Distraught and unable to move forward in life, a man enlists the help of his brother to take back an item from a woman who once held a special place in his heart. This is Sohale Dezfoli’s thriller Insentient.

Earlier this week, we reviewed director Dezfoli’s latest film Taste The Difference – a slapstick comedy based around the iconic 80’s advertising campaign The Pepsi Challenge. Taste The Difference brought to mind the madcap Zucker comedies like Airplane and The Naked Gun, but now we have something completely different.
Insentient is quite a few years older than Taste The Difference, having been made back in 2014, and it is also a much darker film. It’s what we would now call neo-noir, as it contains all of the classic film noir elements in a modern-day setting. There’s a dark mystery, a dangerous femme fatale, and a looming sense of dread that presides over each frame. Throughout its 19-minute run time, the short is stylishly shot visually with lots of dark blues, greys, and blacks. Sound-wise, with a rumbling soundtrack, it is also rhythmical thanks to its actors’ delivery of brooding staccato dialogue. It’s a mean movie about mean people doing mean things and mostly getting away with it, which makes it a good example of modern noir.

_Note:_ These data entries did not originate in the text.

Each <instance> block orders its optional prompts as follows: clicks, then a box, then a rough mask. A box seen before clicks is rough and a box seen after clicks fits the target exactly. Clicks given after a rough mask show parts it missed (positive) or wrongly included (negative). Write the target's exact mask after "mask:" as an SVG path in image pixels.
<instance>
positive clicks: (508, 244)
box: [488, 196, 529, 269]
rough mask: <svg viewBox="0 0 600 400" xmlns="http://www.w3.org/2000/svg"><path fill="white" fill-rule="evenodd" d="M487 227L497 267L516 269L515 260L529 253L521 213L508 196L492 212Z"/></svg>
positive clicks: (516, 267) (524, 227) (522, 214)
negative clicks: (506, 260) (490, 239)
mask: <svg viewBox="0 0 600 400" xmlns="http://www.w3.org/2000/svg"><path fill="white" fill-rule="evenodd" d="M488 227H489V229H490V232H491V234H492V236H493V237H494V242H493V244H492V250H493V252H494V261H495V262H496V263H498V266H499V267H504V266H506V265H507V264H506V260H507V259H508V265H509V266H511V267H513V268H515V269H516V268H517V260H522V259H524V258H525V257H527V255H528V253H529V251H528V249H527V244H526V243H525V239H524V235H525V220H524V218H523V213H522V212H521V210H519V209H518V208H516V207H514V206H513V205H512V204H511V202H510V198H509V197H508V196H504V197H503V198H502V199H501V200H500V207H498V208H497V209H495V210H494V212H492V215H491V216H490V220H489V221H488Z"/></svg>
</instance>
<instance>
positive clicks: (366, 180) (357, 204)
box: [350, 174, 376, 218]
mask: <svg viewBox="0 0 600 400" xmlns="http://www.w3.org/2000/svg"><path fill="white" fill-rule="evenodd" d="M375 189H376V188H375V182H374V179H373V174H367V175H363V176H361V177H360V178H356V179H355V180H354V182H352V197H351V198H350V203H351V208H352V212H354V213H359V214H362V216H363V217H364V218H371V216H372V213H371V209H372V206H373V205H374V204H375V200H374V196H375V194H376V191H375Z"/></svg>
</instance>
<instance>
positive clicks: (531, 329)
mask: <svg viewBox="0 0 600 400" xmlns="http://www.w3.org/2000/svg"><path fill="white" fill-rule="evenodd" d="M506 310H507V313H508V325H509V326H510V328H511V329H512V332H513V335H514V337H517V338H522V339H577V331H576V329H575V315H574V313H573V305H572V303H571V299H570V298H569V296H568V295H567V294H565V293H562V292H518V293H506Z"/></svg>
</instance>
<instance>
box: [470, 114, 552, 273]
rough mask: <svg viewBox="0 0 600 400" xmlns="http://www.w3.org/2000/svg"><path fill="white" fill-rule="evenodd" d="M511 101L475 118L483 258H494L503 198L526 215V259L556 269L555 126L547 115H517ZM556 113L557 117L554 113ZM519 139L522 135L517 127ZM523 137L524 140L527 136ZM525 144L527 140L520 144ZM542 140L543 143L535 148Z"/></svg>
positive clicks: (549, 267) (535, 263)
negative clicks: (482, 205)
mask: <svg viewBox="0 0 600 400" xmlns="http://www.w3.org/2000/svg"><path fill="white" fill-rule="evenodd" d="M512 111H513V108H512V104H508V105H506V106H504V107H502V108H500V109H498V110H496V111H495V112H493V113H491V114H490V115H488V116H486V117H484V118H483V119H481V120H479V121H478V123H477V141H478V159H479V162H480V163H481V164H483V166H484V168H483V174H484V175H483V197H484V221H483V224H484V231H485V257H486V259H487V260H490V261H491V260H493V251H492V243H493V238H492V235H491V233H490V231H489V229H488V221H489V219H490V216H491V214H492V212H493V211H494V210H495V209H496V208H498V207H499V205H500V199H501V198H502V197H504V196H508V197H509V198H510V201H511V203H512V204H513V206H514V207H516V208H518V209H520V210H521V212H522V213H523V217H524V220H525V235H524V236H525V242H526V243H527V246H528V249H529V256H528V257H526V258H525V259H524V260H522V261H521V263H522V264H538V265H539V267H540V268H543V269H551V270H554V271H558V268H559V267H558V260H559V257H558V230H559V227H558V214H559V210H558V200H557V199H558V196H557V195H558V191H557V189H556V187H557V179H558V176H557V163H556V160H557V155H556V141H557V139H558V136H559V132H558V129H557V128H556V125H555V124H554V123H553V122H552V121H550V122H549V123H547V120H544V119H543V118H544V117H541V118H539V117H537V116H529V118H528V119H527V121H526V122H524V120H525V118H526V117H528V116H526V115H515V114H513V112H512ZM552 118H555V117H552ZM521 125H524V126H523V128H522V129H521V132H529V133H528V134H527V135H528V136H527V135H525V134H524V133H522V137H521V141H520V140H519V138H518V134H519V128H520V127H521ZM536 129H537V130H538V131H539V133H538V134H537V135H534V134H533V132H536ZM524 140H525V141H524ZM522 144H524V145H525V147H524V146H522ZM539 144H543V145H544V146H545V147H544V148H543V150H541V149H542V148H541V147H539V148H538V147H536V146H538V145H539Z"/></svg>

In his guise as the film’s screenwriter, Dezfoli’s script gives us a plot-obsessed picture that’s determined to stay one step ahead of the audience at all times. However, it is too clever for its own good and that unfortunately is a detriment to the overall quality of the film, as the script does tend to cheat when it needs to. It is also a decent example of a sub-genre that is often labelled the preposterous thriller. This is when characters and their behaviour bear no relation to, not only real-life but also, any sort of properly structured fiction we may have previously encountered.
This isn’t a big issue though, as many classic and near-classic films can be slotted into this same sub-genre of film. Particularly where the bad guy’s scheme makes absolutely no sense if you thought about it for longer than thirty seconds, and that the same plan would probably unravel in seconds if even the smallest part of it had not gone precisely as envisioned. In order to disguise this issue though, Dezfoli makes sure that the plan fails anyway and treats us to a twist that, even though we see coming, is still an enjoyable part of the film.
Although for long periods, the cinematography by Habib Khan Awan and Felix Penzarella focuses on a two-shot of our leads talking in a café, we do see some brief gliding camerawork, a few tidy compositions, and sickly, de-saturated colours working well with Naveed Dezfoli’s score. This helps to create a tense and nervy short film that goes one way and then another.

Even though I can’t say that the film is genuinely clever, I can say that thanks to some stellar performances and great direction, Insentient does actually work, and truly is a fine neo-noir that’s definitely worth catching when you can.